I grew to associate this song exclusively with my father. I never heard anyone else sing it and I never heard it played on the radio. It seemed to belong to a bygone era, to a world very different than the one I knew.

When he died we drove the twelve hours to his funeral. He died in Canada, in a land even more foreign than the United States where he had lived the last thirty years of his life. It was a small funeral attended by his children and grandchildren, and very few others. He hardly knew anyone else in Canada. Even the minister was a stranger, and his eulogy was grim and impersonal. I thought of the barriers between my father and myself, the things never said, the emotions that lay hidden, unexpressed. There was regret for what could have been, or should have been. There was anger and pain, and lack of understanding. Amid the confusion only one thing was clear: we had lost our chance to communicate and in this life it would not come again.

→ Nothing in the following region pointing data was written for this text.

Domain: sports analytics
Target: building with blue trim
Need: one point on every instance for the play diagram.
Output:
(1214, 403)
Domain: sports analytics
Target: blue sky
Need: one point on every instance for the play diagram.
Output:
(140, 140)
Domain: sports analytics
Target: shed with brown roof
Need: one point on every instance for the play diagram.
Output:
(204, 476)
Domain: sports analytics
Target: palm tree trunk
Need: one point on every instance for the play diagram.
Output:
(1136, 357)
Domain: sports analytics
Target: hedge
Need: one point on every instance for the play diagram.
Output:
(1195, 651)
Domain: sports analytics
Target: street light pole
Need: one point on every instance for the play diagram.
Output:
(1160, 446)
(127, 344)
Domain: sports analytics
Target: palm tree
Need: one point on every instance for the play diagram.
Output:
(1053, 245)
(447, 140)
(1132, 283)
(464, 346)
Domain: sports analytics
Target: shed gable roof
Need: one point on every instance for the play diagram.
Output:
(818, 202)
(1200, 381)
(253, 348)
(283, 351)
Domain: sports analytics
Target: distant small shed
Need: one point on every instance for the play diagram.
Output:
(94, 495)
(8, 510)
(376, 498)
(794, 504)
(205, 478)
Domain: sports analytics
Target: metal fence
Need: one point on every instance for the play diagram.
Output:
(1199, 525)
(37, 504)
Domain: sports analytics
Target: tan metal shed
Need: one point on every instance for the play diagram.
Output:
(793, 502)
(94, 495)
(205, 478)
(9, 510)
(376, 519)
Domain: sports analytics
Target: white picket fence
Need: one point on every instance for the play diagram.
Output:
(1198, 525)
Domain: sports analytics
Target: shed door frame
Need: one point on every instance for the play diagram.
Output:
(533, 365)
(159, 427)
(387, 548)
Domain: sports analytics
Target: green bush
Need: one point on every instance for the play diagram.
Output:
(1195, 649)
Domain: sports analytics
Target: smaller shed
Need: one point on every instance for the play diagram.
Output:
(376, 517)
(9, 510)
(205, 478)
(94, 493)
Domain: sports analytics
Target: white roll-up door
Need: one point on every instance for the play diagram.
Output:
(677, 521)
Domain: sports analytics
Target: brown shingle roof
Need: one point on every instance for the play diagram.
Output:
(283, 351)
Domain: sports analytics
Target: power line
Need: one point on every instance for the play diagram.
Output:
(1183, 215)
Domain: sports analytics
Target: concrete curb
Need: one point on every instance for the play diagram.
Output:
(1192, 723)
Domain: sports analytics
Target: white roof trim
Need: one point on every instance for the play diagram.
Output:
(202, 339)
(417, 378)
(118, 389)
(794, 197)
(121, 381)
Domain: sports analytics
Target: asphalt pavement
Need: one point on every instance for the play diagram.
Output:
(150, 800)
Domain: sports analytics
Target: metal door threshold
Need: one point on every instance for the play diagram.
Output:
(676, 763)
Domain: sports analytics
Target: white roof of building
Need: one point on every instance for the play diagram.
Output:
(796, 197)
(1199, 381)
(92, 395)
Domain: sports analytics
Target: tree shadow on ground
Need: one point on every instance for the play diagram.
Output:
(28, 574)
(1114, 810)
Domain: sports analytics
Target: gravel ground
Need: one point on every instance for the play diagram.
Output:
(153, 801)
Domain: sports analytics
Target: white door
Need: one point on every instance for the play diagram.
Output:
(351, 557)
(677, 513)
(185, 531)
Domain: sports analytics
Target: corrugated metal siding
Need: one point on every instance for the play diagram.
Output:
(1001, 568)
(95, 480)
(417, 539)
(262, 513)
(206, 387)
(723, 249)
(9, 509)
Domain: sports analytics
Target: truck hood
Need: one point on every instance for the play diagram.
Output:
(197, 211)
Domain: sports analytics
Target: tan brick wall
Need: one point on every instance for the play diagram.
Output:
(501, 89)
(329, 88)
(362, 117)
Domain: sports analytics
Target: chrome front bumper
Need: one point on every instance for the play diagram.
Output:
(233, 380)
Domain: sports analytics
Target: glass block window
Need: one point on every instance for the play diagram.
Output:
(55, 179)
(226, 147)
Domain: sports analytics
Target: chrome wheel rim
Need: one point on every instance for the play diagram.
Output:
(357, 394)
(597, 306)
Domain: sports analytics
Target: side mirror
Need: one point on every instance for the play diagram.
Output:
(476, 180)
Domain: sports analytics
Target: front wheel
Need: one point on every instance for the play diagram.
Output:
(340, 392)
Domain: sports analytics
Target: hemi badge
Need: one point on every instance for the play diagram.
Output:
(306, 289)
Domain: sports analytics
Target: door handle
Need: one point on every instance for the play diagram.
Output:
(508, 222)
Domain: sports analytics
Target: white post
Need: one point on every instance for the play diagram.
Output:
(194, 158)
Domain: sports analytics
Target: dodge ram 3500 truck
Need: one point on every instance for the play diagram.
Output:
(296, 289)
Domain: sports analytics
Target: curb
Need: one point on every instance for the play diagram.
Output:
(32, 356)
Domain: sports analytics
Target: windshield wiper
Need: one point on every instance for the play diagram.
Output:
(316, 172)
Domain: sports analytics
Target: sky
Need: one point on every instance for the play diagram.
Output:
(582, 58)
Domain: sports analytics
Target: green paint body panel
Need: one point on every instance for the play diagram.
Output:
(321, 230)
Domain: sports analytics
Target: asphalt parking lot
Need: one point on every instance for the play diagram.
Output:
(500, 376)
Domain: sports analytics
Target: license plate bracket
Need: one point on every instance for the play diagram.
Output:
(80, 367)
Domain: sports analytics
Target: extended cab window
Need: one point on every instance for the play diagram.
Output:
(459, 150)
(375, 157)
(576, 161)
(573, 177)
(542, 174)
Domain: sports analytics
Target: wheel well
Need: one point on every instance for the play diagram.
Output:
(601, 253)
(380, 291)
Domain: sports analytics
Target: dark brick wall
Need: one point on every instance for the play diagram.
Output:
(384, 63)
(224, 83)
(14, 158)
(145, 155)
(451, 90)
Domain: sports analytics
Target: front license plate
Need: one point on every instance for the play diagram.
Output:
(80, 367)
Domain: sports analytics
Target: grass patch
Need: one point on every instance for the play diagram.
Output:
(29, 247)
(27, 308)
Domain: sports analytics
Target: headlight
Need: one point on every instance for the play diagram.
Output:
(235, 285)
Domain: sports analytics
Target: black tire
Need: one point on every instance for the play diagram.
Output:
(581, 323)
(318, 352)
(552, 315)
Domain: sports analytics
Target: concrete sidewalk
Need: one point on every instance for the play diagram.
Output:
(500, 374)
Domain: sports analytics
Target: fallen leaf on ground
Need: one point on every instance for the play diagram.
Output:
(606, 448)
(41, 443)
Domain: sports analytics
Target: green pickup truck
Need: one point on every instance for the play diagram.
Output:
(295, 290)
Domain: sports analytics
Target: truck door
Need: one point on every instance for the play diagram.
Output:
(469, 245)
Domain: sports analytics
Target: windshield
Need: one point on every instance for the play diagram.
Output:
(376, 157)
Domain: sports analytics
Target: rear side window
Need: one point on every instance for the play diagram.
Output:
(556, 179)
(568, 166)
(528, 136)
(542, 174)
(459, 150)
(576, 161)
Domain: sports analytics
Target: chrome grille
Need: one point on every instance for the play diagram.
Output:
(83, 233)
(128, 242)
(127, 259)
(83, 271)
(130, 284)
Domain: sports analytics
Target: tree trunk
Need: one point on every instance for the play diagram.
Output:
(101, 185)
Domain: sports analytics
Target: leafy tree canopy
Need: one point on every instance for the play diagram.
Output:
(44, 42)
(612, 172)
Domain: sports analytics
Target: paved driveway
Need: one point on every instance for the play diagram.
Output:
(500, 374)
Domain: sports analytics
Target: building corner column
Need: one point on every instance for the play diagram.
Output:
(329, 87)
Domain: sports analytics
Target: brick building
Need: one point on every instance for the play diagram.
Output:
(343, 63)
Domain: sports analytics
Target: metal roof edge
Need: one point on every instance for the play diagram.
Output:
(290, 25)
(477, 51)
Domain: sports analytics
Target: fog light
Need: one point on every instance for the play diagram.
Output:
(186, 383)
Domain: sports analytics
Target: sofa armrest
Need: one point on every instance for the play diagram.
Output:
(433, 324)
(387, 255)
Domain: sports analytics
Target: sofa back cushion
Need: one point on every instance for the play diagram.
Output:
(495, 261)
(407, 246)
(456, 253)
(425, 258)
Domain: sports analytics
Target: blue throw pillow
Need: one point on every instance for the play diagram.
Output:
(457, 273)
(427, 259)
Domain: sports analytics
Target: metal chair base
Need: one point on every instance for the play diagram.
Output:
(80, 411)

The next day we left to begin our long drive home. It was overcast and rainy, and I felt unresolved. We drove in silence for a while, engaged with our thoughts. I wondered what I could have done differently and the answer that kept coming to me was: probably nothing. My father was just one of many, even most people who had left unfinished business behind. I would have to live with that. But I wished that we could have communicated before he died, I wished for a word from him that I could carry with me.

When I turned on the car radio the announcer was explaining something about the coming number. I was about to change the channel when the words “Gaudeamus igitur” stopped me. Within a few seconds the dignified notes of my father’s song filled the car.

I sat listening, spellbound, trying to unravel the message behind the words. And I realized that the message was the song itself. My father was communicating with me, letting me know that he was there, that he cared enough to send me this message. He had “graduated” from this life, to the tune of “Gaudeamus igitur”.